- Born: 14 January 1934 Ttanda, Mityana District, Uganda
- Died: 16 September 2026 (aged 92) St. Francis Hospital Nsambya, Kampala, Uganda
- Education: Bukalasa Minor Seminary; Katigondo National Major Seminary; Marian College;
- Occupations: Roman Catholic priest; composer; music educator;
- Years active: 1962–2026
- Employer: St. Mary's National Seminary Ggaba
- Known for: Catholic liturgical music

= James Kabuye =

James Kabuye (14 January 1934 – 16 September 2026) was a Ugandan Roman Catholic priest, composer and music educator.

== Early life and education ==
Kabuye was born on 14 January 1934 to Yakobo Baziwandiika, a catechist and Pia Alibayagadde, in Ttanda Mityana District, Uganda. He began his education at Naluggi Primary School before joining Bukalasa Minor Seminary. He later studied philosophy and theology at Katigondo National Major Seminary. While at the seminary, he developed an interest in music and began composing religious songs.

From 1986 to 1988, he studied at Marian College in Indianapolis, United States, and also received musical training in Switzerland.

== Career ==
Kabuye was ordained a Roman Catholic priest at Rubaga Cathedral in 1962. In 1964, he participated in preparations for the canonization of the Uganda Martyrs. He worked alongside composer Joseph Kyagambiddwa and was a member of an African choir that performed at St. Peter's Basilica in Vatican City during the canonization celebrations.

After returning to Uganda in 1967, Kabuye was posted to Rubaga Cathedral where he became involved in adapting Catholic liturgical music to Ugandan languages and musical traditions. His work developed during a period when the Catholic Church was increasingly incorporating vernacular languages and local cultural forms into worship following the Second Vatican Council.

Kabuye taught pastoral theology and music at St.

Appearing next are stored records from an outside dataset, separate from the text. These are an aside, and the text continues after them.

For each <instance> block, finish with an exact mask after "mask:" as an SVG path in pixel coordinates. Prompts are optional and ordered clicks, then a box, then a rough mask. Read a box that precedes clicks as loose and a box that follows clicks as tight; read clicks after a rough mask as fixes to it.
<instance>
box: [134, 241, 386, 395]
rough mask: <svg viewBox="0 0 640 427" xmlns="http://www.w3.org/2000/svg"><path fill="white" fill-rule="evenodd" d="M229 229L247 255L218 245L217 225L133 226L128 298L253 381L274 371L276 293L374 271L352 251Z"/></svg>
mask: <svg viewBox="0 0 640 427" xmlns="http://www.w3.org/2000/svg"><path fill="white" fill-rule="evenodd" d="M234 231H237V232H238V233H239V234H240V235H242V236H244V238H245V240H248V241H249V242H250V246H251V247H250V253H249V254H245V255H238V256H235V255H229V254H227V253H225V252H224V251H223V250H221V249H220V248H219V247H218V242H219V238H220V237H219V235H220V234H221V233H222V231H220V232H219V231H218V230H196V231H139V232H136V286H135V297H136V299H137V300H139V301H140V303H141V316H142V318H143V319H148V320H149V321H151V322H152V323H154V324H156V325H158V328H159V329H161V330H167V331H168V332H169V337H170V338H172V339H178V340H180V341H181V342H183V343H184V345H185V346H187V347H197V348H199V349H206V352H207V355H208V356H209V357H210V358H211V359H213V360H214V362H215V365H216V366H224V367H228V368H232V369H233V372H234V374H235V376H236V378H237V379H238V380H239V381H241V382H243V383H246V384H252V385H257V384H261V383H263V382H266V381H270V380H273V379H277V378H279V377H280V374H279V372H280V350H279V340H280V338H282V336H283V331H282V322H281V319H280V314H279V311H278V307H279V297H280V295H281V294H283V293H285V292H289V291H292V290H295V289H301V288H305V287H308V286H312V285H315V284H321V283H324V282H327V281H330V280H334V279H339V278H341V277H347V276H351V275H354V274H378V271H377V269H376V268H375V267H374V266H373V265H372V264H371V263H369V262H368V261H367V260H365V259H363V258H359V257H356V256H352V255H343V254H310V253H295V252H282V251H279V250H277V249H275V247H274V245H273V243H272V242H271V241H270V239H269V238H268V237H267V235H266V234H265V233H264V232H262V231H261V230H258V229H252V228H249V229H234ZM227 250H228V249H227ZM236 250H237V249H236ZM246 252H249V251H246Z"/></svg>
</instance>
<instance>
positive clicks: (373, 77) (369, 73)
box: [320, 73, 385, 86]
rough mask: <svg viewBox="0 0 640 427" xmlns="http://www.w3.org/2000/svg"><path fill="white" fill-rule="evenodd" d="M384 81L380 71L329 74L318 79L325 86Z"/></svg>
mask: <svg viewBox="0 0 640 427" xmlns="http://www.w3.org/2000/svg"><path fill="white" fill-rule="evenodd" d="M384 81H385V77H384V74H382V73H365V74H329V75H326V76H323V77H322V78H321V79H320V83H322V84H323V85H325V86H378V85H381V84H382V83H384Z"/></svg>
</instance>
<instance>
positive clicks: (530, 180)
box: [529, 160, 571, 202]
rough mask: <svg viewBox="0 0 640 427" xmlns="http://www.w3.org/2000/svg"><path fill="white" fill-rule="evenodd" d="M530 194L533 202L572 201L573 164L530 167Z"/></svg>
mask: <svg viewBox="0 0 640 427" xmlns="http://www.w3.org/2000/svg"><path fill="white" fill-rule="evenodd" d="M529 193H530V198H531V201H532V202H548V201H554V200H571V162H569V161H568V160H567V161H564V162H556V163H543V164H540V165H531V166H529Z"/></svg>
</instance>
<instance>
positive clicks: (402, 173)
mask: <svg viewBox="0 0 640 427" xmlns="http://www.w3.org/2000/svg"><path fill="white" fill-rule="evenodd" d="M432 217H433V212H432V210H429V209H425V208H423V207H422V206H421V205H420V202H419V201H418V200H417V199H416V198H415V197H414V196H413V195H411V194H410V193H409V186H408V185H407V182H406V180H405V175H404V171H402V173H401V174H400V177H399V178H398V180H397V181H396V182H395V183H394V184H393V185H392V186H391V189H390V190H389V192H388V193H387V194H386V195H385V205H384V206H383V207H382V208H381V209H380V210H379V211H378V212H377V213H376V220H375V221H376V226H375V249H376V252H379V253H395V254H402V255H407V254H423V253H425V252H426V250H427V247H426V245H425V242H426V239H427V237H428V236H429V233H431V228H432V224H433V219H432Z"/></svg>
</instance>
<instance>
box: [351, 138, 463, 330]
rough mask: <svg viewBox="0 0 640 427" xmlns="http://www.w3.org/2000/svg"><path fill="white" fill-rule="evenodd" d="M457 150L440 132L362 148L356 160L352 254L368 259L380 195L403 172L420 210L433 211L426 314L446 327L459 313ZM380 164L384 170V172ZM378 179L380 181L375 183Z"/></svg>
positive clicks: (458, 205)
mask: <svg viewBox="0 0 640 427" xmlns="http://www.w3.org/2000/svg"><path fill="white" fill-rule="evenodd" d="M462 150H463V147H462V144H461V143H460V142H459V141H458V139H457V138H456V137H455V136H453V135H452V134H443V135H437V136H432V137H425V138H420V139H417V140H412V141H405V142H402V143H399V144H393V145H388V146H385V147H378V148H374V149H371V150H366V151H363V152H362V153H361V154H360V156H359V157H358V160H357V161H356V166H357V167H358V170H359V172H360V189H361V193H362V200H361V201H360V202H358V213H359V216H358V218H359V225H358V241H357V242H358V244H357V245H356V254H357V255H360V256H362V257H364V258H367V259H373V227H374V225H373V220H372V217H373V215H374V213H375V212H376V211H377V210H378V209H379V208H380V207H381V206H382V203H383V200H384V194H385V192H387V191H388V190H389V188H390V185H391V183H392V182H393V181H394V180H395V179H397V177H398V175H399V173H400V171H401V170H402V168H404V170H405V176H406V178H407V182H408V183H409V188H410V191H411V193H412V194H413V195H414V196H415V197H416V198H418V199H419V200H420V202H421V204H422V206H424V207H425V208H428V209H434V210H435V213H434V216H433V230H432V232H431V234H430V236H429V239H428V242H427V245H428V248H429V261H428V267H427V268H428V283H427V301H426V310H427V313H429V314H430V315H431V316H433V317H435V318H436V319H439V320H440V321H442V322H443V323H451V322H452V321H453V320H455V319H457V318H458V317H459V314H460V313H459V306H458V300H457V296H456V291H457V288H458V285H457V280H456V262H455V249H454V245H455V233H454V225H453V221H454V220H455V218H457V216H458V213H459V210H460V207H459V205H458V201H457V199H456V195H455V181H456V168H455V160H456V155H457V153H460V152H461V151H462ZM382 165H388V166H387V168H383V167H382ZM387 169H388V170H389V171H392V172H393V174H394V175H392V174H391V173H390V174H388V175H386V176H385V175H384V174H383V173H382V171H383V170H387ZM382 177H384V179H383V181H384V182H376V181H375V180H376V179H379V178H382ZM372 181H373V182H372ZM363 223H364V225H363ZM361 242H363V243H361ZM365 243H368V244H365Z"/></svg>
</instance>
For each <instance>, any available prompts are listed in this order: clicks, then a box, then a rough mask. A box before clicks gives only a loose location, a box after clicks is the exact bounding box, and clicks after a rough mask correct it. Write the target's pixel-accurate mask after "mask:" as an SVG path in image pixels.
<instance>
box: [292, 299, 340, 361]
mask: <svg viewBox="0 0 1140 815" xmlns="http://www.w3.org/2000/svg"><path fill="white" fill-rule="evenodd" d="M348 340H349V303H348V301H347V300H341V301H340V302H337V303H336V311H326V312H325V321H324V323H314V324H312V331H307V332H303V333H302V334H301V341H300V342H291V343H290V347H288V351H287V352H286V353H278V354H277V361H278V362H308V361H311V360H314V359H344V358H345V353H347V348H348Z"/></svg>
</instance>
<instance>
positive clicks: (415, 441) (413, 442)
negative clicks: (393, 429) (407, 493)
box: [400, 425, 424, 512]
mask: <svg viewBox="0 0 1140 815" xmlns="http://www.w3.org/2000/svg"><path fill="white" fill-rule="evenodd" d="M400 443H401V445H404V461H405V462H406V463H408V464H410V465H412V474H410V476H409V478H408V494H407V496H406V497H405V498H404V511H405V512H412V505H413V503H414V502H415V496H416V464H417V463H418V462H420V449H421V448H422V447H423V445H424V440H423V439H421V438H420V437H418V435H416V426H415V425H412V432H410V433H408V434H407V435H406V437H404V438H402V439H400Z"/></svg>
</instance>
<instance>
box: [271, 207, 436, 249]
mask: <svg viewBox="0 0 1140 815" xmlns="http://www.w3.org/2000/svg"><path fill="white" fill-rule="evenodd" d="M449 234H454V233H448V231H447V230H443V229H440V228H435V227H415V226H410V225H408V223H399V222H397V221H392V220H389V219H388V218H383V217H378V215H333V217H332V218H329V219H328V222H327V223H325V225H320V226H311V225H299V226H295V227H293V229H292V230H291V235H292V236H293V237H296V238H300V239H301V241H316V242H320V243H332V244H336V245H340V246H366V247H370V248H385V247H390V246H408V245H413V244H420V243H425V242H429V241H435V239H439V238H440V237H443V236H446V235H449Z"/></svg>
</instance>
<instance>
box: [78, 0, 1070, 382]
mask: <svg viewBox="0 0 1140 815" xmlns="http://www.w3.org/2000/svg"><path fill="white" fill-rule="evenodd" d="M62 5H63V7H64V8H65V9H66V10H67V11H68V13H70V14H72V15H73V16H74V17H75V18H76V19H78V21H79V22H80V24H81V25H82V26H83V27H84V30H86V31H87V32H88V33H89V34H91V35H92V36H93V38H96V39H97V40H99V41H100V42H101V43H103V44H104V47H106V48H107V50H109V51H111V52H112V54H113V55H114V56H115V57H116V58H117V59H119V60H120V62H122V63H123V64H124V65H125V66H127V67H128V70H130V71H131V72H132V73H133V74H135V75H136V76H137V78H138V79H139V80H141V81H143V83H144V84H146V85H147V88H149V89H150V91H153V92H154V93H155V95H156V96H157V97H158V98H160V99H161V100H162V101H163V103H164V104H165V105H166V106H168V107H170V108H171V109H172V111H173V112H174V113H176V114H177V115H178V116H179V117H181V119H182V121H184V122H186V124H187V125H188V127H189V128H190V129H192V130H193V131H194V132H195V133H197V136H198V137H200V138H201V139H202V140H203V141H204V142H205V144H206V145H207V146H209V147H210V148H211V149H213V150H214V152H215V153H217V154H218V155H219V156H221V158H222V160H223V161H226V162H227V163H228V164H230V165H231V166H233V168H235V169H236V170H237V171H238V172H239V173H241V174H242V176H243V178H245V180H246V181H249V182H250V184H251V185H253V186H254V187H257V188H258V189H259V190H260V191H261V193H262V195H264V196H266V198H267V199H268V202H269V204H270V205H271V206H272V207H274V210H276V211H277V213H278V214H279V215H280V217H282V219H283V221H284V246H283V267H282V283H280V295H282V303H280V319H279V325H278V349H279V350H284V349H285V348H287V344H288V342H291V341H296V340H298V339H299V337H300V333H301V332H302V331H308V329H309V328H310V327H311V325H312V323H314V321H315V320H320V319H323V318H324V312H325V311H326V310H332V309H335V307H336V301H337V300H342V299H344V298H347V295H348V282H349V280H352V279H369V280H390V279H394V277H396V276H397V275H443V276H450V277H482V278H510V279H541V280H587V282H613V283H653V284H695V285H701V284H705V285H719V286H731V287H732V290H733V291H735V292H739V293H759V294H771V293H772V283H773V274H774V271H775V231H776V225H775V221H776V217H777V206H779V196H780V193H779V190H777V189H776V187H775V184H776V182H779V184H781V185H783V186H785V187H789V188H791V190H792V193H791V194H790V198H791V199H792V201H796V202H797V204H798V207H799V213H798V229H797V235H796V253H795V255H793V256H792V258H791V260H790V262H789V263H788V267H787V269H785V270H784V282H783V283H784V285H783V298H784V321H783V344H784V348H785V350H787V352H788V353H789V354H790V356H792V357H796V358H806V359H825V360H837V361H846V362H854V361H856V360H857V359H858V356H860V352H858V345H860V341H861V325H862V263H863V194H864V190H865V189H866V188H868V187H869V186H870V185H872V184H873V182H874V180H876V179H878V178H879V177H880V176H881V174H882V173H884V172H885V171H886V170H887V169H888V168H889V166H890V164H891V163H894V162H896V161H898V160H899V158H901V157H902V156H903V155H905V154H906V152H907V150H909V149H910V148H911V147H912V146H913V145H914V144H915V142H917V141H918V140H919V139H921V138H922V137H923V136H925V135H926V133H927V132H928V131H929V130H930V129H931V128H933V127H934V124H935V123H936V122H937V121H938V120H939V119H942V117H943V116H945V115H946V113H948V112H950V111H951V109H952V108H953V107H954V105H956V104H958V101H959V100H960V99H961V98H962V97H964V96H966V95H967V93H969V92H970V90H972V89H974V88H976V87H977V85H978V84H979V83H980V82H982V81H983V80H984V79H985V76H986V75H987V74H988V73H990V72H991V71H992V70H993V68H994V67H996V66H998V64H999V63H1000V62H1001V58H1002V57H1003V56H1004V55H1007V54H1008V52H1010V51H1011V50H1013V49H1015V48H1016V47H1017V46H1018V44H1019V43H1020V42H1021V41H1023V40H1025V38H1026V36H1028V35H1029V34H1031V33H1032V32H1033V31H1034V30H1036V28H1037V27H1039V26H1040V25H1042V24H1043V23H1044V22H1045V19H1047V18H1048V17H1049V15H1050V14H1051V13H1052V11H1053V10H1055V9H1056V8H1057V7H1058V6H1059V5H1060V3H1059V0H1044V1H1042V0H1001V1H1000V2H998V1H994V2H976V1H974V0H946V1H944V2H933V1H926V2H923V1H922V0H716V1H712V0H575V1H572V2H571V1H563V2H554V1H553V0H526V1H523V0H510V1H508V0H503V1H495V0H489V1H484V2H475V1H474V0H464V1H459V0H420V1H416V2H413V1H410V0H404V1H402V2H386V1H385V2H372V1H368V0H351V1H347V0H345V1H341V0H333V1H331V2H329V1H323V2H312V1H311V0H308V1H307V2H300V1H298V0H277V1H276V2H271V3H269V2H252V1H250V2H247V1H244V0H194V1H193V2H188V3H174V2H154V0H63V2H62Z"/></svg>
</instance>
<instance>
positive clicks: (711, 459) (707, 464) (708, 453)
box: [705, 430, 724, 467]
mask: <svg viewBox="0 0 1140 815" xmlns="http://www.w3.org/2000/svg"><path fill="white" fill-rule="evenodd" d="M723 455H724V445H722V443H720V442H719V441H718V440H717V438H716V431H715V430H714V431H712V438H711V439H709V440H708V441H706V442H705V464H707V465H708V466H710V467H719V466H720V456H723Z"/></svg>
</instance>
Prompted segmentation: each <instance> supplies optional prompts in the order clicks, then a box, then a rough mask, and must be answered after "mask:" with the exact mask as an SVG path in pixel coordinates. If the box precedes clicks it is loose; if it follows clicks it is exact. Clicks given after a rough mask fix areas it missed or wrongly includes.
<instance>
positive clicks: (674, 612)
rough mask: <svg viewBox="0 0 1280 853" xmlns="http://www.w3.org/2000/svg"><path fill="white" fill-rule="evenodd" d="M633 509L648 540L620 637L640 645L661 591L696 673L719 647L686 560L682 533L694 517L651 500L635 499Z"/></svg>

Mary's National Seminary Ggaba from 1972 to 1977 and served as parish priest of Nazigo from 1977 to 1978. He later served in Kiyinda-Mityana where he held the positions of Episcopal Vicar for the Mityana Zone and Bishop's Delegate of the Diocese of Kiyinda-Mityana.

He later served at Mubende Minor Seminary as a teacher and vice-rector before becoming rector. He also served as the parish priest of Mirembe Maria Parish.

== Compositions ==
Kabuye composed Catholic liturgical music in Luganda, English, Latin and German. His compositions incorporated elements of Kiganda musical traditions and were performed by Catholic choirs in Uganda. Among his compositions are "Ye Ggwe Katonda Wa Bajjajjaffe, Ye Ggwe Lwazi" which was performed during the visit of Pope John Paul II to Uganda in 1993 at the Namugongo Martyrs Shrine, Alifuga Ensi Yonna, Natendanga Omukama, Tukuwa Mukama, Ayi Mukama Katonda Waffe and Missa Tukwebaza.

In 2015, he composed "You Will Be My Witnesses", one of the songs associated with Pope Francis's visit to Uganda and also composed "Ekinyegenyege" for the occasion. Kabuye's compositions were published in Catholic hymn collections, including Mujje Tutendereze Omukama. He also wrote a book titled Kiganda Music.

== Death ==
Kabuye died on 16 September 2026 at St. Francis Hospital Nsambya in Kampala and his death was announced by the Roman Catholic Diocese of Kiyinda-Mityana where he was residing at the Kiyinda-Mityana Catechetical Centre before his death.